Nous avions pour point de départ une idée importante d’Hayek : comme toute règle du jeu,
une institution renseigne les joueurs sur le comportement le plus probable des autres
joueurs. Hayek expliquait qu’il se créait ainsi un « ordre spontané », un concept proche de
celui qu’Adam Smith avait décelé chez les enfants qui jouent aux billes (celui qui gagne
toujours est obligé de redistribuer aux autres les billes gagnées sinon il ne peut plus jouer).
Mais Hayek n’expliquait pas pourquoi on devait changer les règles, ni la façon de le faire, il
s’en remettait à la seule cohésion du groupe – ce qui à la limite peut justifier la Russie de
Pierre le Grand).

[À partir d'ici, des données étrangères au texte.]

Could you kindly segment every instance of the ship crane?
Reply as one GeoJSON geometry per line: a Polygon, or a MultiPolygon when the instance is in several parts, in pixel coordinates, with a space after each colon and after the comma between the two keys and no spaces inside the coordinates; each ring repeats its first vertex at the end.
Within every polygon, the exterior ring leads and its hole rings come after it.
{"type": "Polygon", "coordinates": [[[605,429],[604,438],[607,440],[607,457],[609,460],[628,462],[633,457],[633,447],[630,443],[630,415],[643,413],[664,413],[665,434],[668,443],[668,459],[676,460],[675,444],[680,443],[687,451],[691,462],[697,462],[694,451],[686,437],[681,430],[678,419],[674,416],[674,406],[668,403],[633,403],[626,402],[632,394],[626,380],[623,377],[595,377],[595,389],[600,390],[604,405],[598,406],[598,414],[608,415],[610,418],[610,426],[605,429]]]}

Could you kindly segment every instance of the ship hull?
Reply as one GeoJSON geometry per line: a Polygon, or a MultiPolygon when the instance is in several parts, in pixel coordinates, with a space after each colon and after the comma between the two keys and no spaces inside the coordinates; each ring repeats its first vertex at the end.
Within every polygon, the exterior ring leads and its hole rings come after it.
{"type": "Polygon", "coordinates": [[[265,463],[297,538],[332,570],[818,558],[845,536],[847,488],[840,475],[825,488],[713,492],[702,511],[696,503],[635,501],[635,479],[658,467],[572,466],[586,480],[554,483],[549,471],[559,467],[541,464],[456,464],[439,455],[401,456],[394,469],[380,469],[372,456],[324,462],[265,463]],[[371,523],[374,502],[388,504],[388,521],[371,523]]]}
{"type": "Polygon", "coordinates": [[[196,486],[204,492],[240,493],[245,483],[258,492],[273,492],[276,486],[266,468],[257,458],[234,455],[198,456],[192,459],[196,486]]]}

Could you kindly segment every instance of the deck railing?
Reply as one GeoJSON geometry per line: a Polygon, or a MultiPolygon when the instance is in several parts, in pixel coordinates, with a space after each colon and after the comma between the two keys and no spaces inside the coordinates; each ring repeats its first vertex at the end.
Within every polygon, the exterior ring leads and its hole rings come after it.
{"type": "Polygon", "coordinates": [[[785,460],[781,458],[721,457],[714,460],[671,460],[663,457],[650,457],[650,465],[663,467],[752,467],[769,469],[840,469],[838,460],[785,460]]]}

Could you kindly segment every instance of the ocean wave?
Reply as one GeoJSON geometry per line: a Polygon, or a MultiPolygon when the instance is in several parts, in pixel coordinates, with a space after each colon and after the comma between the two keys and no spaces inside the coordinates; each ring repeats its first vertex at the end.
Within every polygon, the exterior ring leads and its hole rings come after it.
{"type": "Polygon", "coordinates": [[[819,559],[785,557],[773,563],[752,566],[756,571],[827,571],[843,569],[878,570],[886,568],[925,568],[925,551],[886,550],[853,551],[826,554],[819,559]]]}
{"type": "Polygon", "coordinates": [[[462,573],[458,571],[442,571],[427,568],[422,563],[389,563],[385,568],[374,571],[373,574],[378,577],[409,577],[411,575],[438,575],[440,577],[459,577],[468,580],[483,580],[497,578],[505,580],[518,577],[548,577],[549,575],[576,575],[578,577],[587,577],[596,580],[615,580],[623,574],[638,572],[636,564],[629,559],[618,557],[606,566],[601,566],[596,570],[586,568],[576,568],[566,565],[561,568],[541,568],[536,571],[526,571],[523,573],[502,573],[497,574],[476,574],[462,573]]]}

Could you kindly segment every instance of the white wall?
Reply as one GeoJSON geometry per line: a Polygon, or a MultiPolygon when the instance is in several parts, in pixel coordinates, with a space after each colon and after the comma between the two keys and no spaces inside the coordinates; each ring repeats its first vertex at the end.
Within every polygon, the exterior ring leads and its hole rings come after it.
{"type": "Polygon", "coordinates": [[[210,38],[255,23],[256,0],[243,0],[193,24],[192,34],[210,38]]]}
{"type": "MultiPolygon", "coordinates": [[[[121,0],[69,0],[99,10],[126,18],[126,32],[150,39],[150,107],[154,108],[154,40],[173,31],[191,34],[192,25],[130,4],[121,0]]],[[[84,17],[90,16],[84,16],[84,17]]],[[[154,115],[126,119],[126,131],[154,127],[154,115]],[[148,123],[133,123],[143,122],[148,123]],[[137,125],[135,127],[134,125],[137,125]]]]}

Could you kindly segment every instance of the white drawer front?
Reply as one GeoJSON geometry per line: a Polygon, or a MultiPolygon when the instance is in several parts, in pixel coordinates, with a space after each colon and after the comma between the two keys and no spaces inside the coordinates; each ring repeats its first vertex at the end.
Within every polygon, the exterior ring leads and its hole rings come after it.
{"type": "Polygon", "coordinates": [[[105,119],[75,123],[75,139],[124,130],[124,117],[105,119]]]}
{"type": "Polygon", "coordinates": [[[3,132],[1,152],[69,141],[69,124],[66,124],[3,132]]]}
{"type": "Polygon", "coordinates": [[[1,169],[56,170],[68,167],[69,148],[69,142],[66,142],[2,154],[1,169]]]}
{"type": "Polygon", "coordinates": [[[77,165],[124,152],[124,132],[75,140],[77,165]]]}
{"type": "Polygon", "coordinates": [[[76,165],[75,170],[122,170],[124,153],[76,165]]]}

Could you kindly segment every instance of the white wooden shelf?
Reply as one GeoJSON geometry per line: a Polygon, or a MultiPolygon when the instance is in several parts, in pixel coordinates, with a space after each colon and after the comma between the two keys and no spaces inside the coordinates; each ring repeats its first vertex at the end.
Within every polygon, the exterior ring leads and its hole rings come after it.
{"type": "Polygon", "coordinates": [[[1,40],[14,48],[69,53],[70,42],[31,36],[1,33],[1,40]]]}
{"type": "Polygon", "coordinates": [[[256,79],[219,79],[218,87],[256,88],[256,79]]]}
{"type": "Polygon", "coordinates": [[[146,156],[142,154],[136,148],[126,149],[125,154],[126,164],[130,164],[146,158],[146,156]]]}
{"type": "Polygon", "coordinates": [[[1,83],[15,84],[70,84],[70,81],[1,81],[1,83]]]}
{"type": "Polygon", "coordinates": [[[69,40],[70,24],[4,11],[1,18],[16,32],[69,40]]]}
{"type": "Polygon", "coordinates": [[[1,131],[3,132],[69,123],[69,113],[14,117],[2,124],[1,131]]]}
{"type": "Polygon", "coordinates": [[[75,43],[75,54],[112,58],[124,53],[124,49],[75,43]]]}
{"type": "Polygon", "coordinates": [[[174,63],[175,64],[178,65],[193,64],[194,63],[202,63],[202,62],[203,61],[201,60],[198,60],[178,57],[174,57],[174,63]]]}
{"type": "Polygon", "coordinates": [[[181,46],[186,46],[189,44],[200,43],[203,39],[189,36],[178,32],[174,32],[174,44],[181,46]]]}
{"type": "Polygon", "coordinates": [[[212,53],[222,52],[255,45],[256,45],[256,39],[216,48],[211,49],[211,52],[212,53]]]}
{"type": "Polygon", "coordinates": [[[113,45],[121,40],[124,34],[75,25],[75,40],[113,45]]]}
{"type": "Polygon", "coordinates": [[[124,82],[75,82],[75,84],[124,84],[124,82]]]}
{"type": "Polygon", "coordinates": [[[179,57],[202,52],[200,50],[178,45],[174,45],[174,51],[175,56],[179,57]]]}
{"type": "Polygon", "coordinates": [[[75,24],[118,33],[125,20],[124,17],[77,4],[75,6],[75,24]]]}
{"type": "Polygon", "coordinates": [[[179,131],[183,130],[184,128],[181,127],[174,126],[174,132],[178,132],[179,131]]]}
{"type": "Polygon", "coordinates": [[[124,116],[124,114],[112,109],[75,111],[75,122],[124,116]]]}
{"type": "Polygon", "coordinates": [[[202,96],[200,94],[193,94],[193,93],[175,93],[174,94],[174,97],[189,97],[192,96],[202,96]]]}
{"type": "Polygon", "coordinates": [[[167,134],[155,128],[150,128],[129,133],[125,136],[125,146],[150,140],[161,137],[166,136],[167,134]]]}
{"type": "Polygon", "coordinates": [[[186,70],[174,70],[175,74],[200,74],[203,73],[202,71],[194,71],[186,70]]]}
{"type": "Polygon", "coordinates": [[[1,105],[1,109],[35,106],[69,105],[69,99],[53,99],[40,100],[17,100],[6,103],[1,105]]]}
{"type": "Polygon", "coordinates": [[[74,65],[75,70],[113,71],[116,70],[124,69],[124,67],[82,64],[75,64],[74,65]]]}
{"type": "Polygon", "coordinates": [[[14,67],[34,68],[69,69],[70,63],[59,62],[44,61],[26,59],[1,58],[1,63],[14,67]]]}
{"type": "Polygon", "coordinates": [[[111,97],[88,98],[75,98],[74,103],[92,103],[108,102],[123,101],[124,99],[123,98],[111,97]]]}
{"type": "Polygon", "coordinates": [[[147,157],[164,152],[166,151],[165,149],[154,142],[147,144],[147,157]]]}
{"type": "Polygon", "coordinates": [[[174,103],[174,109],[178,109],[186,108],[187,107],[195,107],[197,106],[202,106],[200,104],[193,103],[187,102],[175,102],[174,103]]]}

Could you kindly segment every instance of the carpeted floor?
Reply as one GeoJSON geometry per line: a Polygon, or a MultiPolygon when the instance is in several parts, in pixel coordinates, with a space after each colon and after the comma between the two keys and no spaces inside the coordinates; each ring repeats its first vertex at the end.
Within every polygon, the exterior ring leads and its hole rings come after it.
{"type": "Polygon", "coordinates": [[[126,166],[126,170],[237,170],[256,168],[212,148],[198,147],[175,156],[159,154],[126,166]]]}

Parmi les analyses économiques reçues figure aussi celles qui tournent
autour de l’idée de « contrat social » : James Buchanan, à la suite de Wicksell, a imaginé que
les règles du jeu sont nécessairement acceptées par ceux quii veulent rejoindre les joueurs.
Mais s’il est vrai que les règles ont été posées par les fondateurs du pays, et les inventeurs
de la première règle, comment peuvent-elles subsister quand de nombreux candidats
veulent entrer dans le jeu ? La société se ferme-t-elle ?Toute fermeture vaut déclin. Or, ce
n’est pas ce que l’on observe dans l’histoire vécue sur des siècles. Avec le concours de mon
jeune collègue Jean Yves Naudet, j’ai proposé d’en revenir à Saint Thomas d’Aquin et au
droit naturel. L’approche thomiste est que le progrès des sociétés n’est pas linéaire, il
procède d’un processus d’essais et d’erreurs 3 . Les êtres humains ne peuvent connaître le
plan divin, ils ne peuvent accéder à la Vérité, cependant ils ont été dotés par Dieu de la
raison, qui leur permet de mesurer les erreurs commises, les nouvelles tentatives qui
pourraient s’imposer. Le droit naturel est ainsi le résultat d’une dynamique permanente
entre droit divin et droit positif.
On en revient ainsi à la conclusion de nos trois lauréats Nobel : les bonnes institutions sont
celles qui s’accordent avec la nature des êtres humains, qui ont un besoin naturel de liberté,
responsabilité et propriété. C’est d’ailleurs ce qui fournira la base de ce qui s’appellera la
« doctrine sociale de l’Eglise Catholique », doctrine lancée par Léon XIII qui s’interroge dès le
début de « Rerum Novarum » sur la question ouvrière et déclare tout de suite que l’erreur
du socialisme est une erreur due à l’oubli de la nature de l’homme, qui a besoin de propriété
privée pour exprimer et développer sa personnalité .
Puisse nos prix Nobel éclairer enfin l’intelligence des Français, vaincre leur ignorance de
l’économie, et les rassurer : la foi dans l’être humain et sa dignité peut nous sauver du déclin
et nous ouvrir le chemin de la liberté.
1 Un de leurs ouvrages a été traduit en français Prospérité, puissance et pauvreté : Pourquoi certains pays réussissent mieux que d’autres. 2015
2 Cf. mon ouvrage Vaccin Libéral. Contre le despotisme, contre le populisme JDH, éd. Janvier 2022 pp.39/46
3 un concept qu’Hayek a d’ailleurs pleinement admis, il avait d’ailleurs une grande admiration pour les scholastique de Salamanque disciples du Docteur Angélique
4 « L’homme naît propriétaire » ; cette formule de Bastiat a certainement influencé Léon XIII qui avait lu les œuvres de l’économiste français quand il était archevêque de Pérouse.